Surely all at some time you have heard the recommendation given to the general population to walk, at least, 10,000 steps a day . That said, all of a sudden, it may seem a lot, but the reality is that the equivalent distance, obviously depending on each person (especially the height of each person) are between seven and eight kilometers, which seems more affordable.
Who else and who least has a device to measure their daily steps: it can be a pedometer (a little vintage , but if it works then it is welcome), a quantifying bracelet or a mobile application. We all count our steps and see how the bar that indicates our progress is going up little by little. But are 10,000 steps a day enough to be fit?
Where do the 10,000 steps come from?
If we want to know the origin of the recommendation of the 10,000 daily steps we must go back to the decade of the 60s in Japan. There Dr. Hatano realized that they were facing an increasing problem of obesity among the population, and that people used to walk an average of between 3,500 and 5,000 steps a day.

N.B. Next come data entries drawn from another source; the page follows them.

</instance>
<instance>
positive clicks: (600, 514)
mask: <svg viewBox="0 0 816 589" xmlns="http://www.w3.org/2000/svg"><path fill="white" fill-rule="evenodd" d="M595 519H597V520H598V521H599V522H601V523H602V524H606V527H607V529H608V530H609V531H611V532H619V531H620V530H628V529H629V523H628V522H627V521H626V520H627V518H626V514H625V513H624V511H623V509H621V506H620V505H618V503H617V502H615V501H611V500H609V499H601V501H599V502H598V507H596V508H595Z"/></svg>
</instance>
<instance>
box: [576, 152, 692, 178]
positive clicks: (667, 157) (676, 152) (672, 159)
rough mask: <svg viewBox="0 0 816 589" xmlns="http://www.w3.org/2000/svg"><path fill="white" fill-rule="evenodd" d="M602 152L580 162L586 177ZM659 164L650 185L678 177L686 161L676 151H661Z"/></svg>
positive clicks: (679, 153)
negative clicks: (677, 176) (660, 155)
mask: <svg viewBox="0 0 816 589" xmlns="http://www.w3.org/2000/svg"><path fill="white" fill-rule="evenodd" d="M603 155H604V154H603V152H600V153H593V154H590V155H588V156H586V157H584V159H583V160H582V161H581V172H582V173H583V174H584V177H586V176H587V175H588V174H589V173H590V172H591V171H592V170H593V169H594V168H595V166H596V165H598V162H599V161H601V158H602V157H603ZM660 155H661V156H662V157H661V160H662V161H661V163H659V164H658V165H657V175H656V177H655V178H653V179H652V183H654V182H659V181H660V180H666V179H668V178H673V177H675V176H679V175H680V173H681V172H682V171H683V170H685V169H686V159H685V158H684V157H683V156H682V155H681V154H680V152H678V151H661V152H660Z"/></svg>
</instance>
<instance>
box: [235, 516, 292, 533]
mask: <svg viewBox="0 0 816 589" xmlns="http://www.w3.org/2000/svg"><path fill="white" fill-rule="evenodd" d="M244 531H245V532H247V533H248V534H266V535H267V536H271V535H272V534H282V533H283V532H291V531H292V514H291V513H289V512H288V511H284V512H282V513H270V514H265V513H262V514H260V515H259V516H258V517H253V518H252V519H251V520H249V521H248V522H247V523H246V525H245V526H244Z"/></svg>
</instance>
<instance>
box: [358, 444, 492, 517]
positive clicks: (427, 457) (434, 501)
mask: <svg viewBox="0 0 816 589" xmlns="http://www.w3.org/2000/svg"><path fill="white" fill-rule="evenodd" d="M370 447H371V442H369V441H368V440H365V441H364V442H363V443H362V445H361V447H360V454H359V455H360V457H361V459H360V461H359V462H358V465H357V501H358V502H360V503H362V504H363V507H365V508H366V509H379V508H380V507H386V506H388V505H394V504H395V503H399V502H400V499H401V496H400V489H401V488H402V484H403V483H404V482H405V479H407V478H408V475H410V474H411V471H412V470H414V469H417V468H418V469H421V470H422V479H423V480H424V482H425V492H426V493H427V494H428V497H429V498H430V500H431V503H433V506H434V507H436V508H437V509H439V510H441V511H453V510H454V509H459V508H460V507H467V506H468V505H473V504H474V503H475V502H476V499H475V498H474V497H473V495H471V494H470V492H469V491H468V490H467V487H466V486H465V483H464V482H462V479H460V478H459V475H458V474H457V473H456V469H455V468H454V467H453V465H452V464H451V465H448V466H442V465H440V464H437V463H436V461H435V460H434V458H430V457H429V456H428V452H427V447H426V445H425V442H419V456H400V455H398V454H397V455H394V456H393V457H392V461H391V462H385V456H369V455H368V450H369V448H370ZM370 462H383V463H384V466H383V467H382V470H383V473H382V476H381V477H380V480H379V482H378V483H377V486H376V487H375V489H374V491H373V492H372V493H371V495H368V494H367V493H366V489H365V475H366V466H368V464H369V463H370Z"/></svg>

Hatano concluded, after some studies, that increasing the number of daily steps to 10,000 could create an average caloric deficit of 500 calories in each person, which would lead to a significant weight loss after only based on physical activity.
In 1964 the Olympic Games were held in Tokyo ( which we will replicate in four years ), and with them physical activity and sport became more important for the population. Hatano saw the window of opportunity and launched into the market a pedometer called Manpo-kei , which in Japanese literally means (oh, surprise!) “10,000 step meter”.
Thus, those 10,000 steps became a kind of slogan for the sale of pedometers, which were very successful then and whose improved heirs are the current monitoring devices.
Are those 10,000 steps enough?
We start from the basis that it is a standardized figure and that, therefore, it does not have to apply to all people equally. This is what happens with the recommendations for the general population: it is necessary that afterwards they adapt to each individual .
If you are an active person who moves a lot throughout the day, it is very likely that these 10,000 steps will be quite short , but precisely for that quantifying bracelets or mobile applications allow us to change our goal or goal to beat. In the same way, for an older person those 10,000 steps can be too much.
It also depends on how we cover those 10,000 steps . If you walk for an hour every day to cover those 10,000 steps but the remaining 23 hours you spend sitting in front of the computer and taking the car to go buy the bread, then the purpose of that quantifying bracelet or that pedometer will not serve to a lot.
The idea of the 10,000 daily steps is to motivate people to maintain a more active life and move more throughout the day , whether by physical activity (such as walking) or physical exercise. The main use we can give quantifiers gadgets and pedometers is to give us that extra motivation that we need to get up from the sofa and go out, or to decide to walk back from the cinema instead of taking a bus or a taxi.
Whatever your situation, walking 10,000 steps a day is not going to hurt you. If they can be more, take advantage and add more steps to your day to day. And this is one of those rare occasions in fitness in which “more is better.”